Tsunami Debris Found On Remote Alaskan Island to Be Returned to Owners

The first two traceable pieces of debris to arrive on US shores following the 2011 Tōhoku earthquake and tsunami are a soccer ball and a volleyball belonging to two teenagers from the Japanese city of Rikuzentakata and the village of Tanohata, respectively.

Radar technician David Baxter found the two balls while combing the beaches of Middleton Island in the Gulf of Alaska. He and his wife Yumi managed to get in touch with the soccer ball's owner, 16-year-old Misaki Murakami, with the help of a Japanese reporter.

Murakami, who lost all his worldly possessions to the tsunami, said he was able to save himself and his dog by reaching higher ground before the waves hit. He told Kyodo News the ball — which was a treasured going-away gift from his teacher and classmates — was the first and only lost item to be recovered so far.

"It was a big surprise. I've never imagined that my ball has reached Alaska," Murakami said yesterday. "I've lost everything in the tsunami. So I'm delighted. I really want to say thank you for finding the ball."
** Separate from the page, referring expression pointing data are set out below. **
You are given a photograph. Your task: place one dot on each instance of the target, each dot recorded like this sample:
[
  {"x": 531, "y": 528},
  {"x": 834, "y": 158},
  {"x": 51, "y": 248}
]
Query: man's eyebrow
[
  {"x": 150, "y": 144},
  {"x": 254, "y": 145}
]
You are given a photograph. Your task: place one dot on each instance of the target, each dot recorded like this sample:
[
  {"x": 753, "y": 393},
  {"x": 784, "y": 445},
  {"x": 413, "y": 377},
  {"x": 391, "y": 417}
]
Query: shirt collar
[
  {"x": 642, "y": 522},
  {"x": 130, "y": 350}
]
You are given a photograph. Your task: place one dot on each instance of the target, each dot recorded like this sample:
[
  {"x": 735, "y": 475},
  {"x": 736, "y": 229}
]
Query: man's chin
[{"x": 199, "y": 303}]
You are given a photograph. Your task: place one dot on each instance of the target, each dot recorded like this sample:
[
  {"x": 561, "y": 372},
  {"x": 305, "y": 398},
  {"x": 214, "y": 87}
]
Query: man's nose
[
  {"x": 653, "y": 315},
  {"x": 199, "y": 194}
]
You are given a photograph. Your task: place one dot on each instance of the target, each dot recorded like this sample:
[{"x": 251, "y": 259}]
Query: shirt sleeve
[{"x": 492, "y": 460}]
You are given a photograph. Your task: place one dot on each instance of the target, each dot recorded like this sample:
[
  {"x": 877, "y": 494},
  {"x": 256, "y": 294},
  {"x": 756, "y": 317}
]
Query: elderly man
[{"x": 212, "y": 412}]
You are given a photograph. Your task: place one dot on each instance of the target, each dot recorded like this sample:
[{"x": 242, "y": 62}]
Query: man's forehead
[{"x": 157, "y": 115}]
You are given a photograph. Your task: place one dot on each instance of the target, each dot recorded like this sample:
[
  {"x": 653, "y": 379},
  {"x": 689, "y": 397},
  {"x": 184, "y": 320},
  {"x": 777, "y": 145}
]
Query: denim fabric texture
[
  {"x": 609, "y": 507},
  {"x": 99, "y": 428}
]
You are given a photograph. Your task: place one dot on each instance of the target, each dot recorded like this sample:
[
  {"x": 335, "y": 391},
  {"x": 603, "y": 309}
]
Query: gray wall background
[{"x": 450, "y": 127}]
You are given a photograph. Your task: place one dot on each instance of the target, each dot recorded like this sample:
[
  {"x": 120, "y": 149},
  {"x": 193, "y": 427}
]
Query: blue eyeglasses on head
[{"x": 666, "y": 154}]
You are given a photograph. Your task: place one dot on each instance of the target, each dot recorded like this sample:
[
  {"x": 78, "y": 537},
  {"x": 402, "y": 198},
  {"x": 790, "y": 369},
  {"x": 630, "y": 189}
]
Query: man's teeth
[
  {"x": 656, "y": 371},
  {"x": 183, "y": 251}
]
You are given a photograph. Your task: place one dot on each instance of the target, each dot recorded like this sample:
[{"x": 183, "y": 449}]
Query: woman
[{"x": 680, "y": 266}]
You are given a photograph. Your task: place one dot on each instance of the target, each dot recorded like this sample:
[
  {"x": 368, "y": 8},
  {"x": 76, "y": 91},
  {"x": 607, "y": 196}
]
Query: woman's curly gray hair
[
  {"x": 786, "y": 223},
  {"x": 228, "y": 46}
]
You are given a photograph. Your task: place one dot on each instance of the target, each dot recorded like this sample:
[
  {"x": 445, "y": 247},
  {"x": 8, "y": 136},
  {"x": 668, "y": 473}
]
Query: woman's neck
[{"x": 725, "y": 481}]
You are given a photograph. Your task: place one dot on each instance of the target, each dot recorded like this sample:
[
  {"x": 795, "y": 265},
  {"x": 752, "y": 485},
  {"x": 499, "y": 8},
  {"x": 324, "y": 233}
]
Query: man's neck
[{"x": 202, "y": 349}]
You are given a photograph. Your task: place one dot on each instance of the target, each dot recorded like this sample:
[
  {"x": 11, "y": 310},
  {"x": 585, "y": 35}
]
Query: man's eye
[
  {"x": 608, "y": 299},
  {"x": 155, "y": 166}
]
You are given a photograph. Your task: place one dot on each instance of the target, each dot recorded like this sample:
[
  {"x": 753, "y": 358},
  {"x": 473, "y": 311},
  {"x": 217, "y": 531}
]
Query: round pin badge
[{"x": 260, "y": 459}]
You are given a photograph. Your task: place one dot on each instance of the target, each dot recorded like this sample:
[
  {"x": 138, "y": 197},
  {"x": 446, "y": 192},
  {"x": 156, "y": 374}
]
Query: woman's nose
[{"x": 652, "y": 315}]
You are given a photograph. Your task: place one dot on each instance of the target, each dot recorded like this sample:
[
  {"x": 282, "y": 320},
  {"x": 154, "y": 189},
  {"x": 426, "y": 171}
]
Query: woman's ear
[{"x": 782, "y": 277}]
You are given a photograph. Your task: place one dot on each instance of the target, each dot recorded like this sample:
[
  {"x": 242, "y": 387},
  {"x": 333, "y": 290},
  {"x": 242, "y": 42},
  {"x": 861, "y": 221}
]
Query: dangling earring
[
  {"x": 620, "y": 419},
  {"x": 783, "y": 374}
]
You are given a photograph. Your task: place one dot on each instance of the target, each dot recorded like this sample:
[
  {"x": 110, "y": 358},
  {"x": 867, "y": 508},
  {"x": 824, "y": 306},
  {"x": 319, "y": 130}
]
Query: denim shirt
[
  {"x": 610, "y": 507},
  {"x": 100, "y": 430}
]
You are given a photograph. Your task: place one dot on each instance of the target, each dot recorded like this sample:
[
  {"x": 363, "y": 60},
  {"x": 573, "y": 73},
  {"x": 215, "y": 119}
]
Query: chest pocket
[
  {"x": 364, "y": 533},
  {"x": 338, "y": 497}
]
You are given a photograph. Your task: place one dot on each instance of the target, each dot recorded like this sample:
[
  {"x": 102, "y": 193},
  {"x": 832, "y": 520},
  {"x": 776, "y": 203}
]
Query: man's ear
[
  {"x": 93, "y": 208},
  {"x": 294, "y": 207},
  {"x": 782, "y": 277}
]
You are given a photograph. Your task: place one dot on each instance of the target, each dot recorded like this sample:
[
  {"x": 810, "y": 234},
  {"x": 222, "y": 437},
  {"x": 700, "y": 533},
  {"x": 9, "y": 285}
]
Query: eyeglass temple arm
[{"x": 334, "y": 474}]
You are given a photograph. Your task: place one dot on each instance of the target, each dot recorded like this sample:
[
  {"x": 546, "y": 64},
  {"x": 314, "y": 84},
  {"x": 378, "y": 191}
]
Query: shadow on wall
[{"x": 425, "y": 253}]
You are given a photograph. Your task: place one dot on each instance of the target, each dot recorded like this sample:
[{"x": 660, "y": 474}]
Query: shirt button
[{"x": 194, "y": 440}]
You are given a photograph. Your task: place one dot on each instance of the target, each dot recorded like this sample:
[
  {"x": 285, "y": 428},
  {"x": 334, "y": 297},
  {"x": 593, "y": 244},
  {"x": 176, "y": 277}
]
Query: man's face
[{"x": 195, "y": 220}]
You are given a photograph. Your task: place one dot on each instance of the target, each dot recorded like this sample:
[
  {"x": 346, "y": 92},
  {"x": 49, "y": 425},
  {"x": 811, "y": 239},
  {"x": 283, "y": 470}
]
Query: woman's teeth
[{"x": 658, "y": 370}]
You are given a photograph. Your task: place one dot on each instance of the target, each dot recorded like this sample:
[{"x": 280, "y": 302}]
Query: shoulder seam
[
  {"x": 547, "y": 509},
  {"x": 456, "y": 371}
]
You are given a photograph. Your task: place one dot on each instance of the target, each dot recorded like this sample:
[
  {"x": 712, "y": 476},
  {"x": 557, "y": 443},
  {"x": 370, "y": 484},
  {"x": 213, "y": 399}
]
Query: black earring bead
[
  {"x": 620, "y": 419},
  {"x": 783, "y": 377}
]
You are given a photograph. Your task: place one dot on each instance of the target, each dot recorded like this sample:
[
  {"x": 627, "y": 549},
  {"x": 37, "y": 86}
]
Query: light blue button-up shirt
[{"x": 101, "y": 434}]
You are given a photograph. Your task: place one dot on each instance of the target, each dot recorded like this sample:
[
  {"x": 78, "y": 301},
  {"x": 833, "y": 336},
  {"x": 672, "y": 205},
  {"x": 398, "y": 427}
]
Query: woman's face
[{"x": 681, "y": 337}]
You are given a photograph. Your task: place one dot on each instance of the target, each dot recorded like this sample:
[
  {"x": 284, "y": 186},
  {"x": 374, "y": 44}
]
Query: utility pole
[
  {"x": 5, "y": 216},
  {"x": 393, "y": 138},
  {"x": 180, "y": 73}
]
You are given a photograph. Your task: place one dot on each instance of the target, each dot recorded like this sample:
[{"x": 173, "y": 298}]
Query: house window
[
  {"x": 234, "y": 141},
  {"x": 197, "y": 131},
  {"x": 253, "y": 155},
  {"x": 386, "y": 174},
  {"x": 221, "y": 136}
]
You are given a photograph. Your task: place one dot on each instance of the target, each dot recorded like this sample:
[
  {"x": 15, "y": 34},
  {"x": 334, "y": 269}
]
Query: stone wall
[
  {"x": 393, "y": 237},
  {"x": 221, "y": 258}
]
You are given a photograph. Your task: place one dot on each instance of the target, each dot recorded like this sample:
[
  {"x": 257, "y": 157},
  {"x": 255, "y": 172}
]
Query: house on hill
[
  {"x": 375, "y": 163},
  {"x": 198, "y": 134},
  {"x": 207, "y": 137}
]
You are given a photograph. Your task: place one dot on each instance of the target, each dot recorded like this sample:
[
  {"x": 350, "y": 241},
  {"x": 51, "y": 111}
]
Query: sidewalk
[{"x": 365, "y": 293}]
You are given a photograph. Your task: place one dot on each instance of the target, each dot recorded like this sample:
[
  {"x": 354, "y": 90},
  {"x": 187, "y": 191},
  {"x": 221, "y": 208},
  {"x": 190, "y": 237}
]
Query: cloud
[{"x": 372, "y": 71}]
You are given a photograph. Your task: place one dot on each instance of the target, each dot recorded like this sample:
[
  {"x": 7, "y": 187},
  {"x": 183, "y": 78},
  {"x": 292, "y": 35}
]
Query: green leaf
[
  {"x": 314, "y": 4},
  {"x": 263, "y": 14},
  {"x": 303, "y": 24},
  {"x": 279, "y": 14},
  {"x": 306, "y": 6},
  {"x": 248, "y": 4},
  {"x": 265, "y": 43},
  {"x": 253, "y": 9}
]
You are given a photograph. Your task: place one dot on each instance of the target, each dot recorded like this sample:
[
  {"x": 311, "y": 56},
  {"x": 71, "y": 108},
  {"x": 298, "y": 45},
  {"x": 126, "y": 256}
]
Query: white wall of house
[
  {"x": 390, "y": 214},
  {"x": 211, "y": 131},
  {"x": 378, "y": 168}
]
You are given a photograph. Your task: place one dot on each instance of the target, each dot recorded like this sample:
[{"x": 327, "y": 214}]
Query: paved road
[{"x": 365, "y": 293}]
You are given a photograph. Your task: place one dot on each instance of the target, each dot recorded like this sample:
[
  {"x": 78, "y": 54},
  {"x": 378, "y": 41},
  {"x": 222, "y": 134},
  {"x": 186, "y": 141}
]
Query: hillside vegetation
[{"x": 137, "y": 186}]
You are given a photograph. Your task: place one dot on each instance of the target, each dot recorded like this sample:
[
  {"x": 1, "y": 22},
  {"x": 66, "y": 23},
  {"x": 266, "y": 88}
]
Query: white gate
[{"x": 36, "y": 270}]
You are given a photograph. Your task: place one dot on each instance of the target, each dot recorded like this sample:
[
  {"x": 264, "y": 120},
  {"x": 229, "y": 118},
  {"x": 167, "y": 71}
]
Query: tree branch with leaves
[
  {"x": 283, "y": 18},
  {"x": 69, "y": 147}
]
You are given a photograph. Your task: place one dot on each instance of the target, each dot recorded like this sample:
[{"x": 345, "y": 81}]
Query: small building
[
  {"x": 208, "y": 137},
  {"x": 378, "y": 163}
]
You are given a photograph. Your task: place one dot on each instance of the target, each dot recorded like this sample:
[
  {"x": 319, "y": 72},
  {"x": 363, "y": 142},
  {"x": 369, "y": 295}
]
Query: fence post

Meanwhile, the other ball's owner, 19-year-old volleyball player Shiori Sato, appeared before reporters today to offer her own gratitude to Baxer for finding the ball. "I want to say thank you (to the founder) in person," she said.

Sato may get an opportunity to do just that: The Baxters told the Associated Press they plan to travel to Japan next month, although have no plans to personally deliver the balls as "they don't want to create too much of a commotion."